Match Analysis can be a useful tool for coaches to develop several aspects of their coaching toolbox. Watching games back is a good way to work on observation skills and identifying moments in the game where players have done well or something has broken down. It can also be taken a step further in analyzing those moments and why they occurred, what caused them, and how they might be prevented in future. Using this, information can be fed back to your players/team.
Observe and Identify
Coaches should possess the ability to observe and identify moments in the game. This is often an overlooked aspect of coaching; the ability to take a step back and observe. Is it a breakdown, is that breakdown technical or tactical (or both) or is it something that you've done well that could be improved further? To take this observation a step further, use a notepad and pen to write down key moment's in the game, trends or things that stick out in your mind (note the time). Alternatively, try tagging a game using an app such as vLoop.
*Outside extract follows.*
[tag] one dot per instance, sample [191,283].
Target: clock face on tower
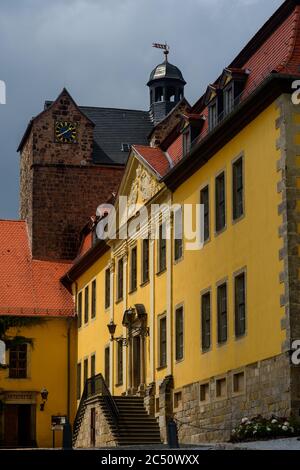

It's not enough to simply observe and identify moments in the game though. Being able to break down those moments and examine them in a detailed fashion is the key difference between observation and analysis. Can you drill down into the elements or structure that contribute to what you observed. Think about the 5 W's (Who, What, Where, When, Why) or break things down using these questions as a guideline:
- What is their formation in attack? Can you diagram/illustrate it?
- How do they build up? How do they play through the thirds of the field? How do they penetrate in the final third?
- How do different units on the field combine? E.g. the attackers and midfielders or the midfielders and defenders?
- Who are the three key influencers on the game? Why?
- What does the opposition do that influences our style of play?
The most important part of this entire process is the way that information is fed back to the players/teams. It's all very well and good being able to pick out the right moments and be able to break it down to the minutest detail. But if you are unable to communicate it clearly to those that need the info, it can be a wasted talent.
Whether it's a session plan, a one on one talk or sitting down with some video analysis, the information needs to be clear and concise and wherever possible, the use of visuals can really add to a player's understanding if they can see what you're talking about.
Match Analysis can be broken down into three components. Your ability to observe and identify moments in the game, how you break that information down and analyse it and how that information is then communicated back. This is a rare skill set that can branch in to all areas of coaching. Think about how this influences match analysis but also delivering half time team talks or even the ability to identify and make stoppages in training.